Deutsche Gesellschaft
für Technische Zusammenarbeit
Abt. 45 / Div. 45

 

Roselyn Amadi (1996): Land Tenure in the IGAD Area - What Next? The IGAD Experience

Abstract

This paper does not aim to find solutions but recognizes the complexity of the subject matter that we are here to tackle. The main thrust however is that in dealing with issues that affect natural resources management we must not ignore the users or think that they have no answers. This has been recognized by the Convention as participatory approach, a concept which has been practised in the field for a long time although, (and I beg to be corrected) this is the first time it is appearing in an international legal instrument.

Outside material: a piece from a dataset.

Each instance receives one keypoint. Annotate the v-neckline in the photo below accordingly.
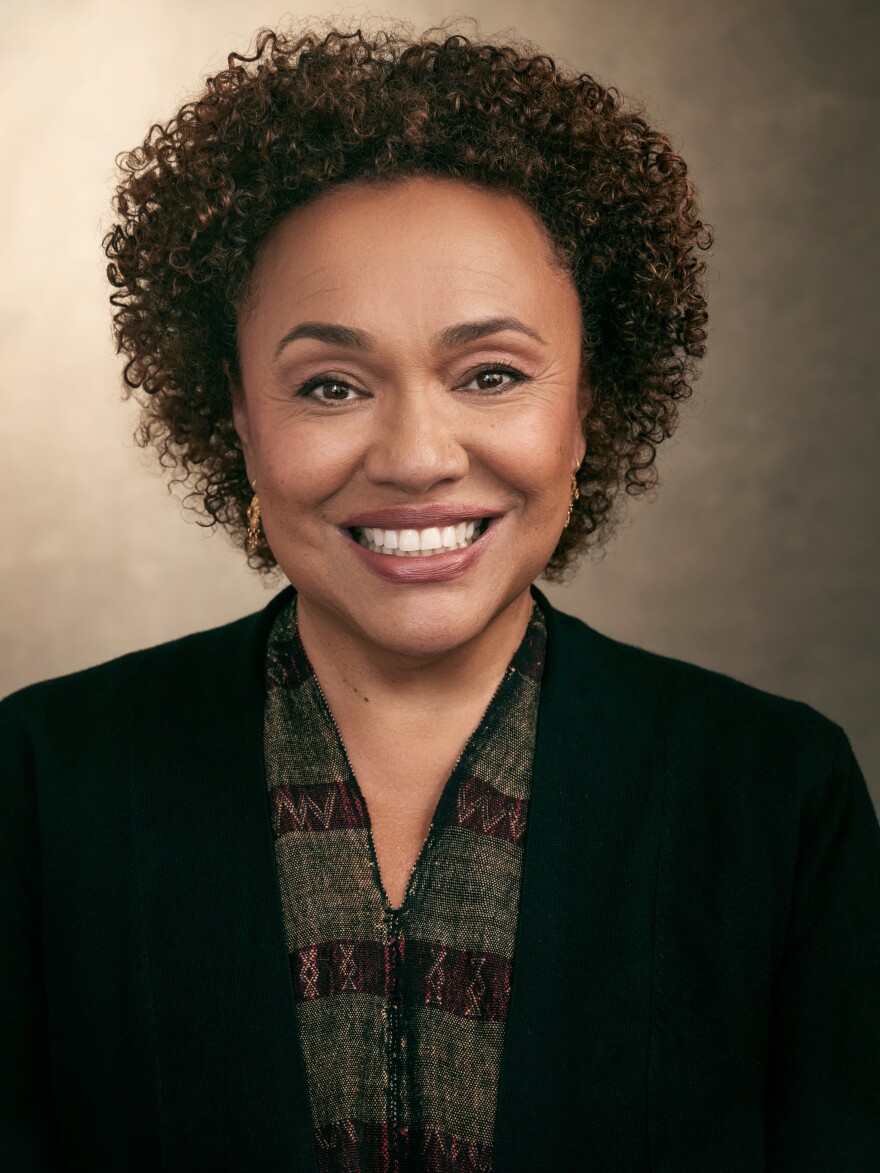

We are also not naive to believe that the affected people, have all the answers. Obviously we can not go back to pre-colonial times when the African way of life had experienced little or no influence from the outside. There is a lesson for all of us to learn here and education has no end.

The Transmara study brings out clearly that most of the decision that were left to be made by the Elders were misleading because the Elders were illiterate as to the applicable law adopted from outside the tribe. It seems that no attempt was made to educate the people on the new law of community ownership.

Education may have some answers but not all. In Africa, land tenure is a social issue. Sommerhalter states in his thesis on page 77 that "Conditions and systems which are intended to be improved or replaced have to be known in the first place. African indigenous land resource management systems have been ignored for too long and attempts to replace them with newly introduced schemes, which pay no respect to the existing local ones have largely failed...". This view seems to support the findings of the Transmara study.

Indeed land and the environment is part and parcel of the day to day activities and happenings of the African even today in modern times. To try and deal with 'conservation' in Africa in purely scientific or western and managerial terms would be to repeat the mistakes history has shown us. At the end of the day, however we hope we shall come up with a clear direction of "What Next!"